Although in the United States people also sometimes hide their true personalities or intentions, according to Barnlund the biggest difference is that in Japan the public self is narrow-ranged, meaning what is known about a person tells very little about him or her. What is more, the private self is usually shared nonverbally, meaning people have to intuit the inner world of those they converse with. That is very difficult unless both parties have an intimate relationship. 

Figure 12.1 Self-Construal in Japan & the United States.
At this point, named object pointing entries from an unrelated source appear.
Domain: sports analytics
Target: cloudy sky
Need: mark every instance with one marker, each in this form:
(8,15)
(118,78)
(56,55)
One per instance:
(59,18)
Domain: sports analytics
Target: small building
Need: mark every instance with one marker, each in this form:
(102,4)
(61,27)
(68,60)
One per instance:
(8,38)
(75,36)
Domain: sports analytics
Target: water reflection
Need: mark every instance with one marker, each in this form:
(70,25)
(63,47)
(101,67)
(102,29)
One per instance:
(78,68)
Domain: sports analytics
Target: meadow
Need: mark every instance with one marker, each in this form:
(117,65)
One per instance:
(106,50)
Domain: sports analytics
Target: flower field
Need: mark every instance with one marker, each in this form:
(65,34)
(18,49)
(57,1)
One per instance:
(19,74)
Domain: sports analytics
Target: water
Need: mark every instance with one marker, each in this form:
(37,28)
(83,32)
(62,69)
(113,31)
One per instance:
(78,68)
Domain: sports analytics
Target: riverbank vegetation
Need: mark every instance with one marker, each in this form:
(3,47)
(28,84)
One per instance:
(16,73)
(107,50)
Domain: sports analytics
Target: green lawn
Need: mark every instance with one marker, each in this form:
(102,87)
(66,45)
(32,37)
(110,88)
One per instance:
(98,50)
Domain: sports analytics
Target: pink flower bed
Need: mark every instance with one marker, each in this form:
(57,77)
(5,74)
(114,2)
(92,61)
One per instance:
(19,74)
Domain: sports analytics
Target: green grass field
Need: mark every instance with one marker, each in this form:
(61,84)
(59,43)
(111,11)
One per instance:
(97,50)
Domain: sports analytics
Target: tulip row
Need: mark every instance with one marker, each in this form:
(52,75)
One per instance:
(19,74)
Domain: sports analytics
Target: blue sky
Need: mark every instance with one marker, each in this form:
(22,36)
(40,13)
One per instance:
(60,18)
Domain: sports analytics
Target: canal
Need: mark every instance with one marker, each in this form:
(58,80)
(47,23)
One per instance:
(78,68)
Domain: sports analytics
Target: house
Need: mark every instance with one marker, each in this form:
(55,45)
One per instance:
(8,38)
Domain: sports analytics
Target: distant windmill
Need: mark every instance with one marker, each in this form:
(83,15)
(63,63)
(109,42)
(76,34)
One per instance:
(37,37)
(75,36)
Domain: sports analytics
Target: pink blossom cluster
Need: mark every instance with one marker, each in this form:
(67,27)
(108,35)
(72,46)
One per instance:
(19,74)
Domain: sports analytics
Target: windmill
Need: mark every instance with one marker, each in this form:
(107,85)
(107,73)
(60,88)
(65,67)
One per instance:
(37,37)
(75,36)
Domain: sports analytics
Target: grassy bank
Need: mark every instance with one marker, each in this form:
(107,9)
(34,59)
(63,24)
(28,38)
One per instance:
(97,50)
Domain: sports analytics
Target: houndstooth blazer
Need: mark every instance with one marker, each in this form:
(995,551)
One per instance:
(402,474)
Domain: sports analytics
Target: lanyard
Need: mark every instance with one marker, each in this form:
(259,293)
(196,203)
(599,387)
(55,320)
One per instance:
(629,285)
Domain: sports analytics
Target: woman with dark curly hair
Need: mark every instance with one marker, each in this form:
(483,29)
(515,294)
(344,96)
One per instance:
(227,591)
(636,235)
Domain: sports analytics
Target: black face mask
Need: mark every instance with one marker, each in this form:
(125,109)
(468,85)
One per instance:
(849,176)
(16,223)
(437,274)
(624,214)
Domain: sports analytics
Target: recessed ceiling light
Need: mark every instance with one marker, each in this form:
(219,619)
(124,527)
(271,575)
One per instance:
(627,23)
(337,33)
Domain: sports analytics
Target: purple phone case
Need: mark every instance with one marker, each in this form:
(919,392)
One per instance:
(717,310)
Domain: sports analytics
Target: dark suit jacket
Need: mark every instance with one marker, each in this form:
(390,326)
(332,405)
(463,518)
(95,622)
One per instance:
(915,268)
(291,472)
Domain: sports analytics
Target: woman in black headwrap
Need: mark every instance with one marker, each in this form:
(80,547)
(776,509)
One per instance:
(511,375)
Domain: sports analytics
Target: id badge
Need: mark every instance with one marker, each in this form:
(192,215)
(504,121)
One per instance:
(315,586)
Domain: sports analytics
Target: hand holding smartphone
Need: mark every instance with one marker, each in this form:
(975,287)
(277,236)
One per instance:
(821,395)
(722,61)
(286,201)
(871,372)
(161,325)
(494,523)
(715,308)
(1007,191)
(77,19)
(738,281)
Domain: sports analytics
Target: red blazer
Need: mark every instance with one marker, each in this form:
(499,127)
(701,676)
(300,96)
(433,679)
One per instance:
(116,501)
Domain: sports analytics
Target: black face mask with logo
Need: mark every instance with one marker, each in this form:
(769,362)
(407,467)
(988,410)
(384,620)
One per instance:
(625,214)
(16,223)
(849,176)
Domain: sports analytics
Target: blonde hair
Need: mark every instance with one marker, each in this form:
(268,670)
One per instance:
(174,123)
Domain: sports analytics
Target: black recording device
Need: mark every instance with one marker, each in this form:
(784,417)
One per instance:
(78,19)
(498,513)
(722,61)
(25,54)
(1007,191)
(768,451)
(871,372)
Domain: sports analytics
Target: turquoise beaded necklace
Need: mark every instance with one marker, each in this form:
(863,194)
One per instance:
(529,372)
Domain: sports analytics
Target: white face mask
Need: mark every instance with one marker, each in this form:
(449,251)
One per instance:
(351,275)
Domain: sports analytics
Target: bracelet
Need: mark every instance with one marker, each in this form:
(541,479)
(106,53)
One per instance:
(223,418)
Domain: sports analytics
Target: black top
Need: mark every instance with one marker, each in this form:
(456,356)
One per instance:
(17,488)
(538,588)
Source: Markus & Kitayama (1991, page 226)

Self-disclosure in Japan & the United States 

Self-disclosure refers to “the quantity (breadth) and quality (depth) of personal information that an individual provides to another.13 Human relationships usually develop based on information disclosure; the more information is shared, the more intimacy there tends to be.14

The process of self-disclosure tends to be reciprocal (if A discloses two pieces information, B is expected to disclose two pieces of information), and a rewarding experience because self-disclosure increases trust and liking.14

Although in Western cultures self-disclosure is seen as a trust-building and rewarding activity, Gudykunst and Nishida7 argued that Japanese people see self-disclosure differently. They suggested that the Japanese, as group oriented people, are relatively shy and feel uncomfortable sharing information with strangers (out-group members).

Americans, as individual oriented people, feel more comfortable exchanging information with strangers because this helps them reduce uncertainty and pave the way for mutual trust.7 Barnlund12 also observes that Japanese people communicate with strangers less frequently and even if they do, they self-disclose very little.

There seem to be several reasons why Japanese self-disclose less than Americans overall. By definition, self-disclosure is a verbal activity, and, as mentioned before, the Japanese put less emphasis on verbal compared to nonverbal communication, which may limit the amount of information that can possibly be disclosed.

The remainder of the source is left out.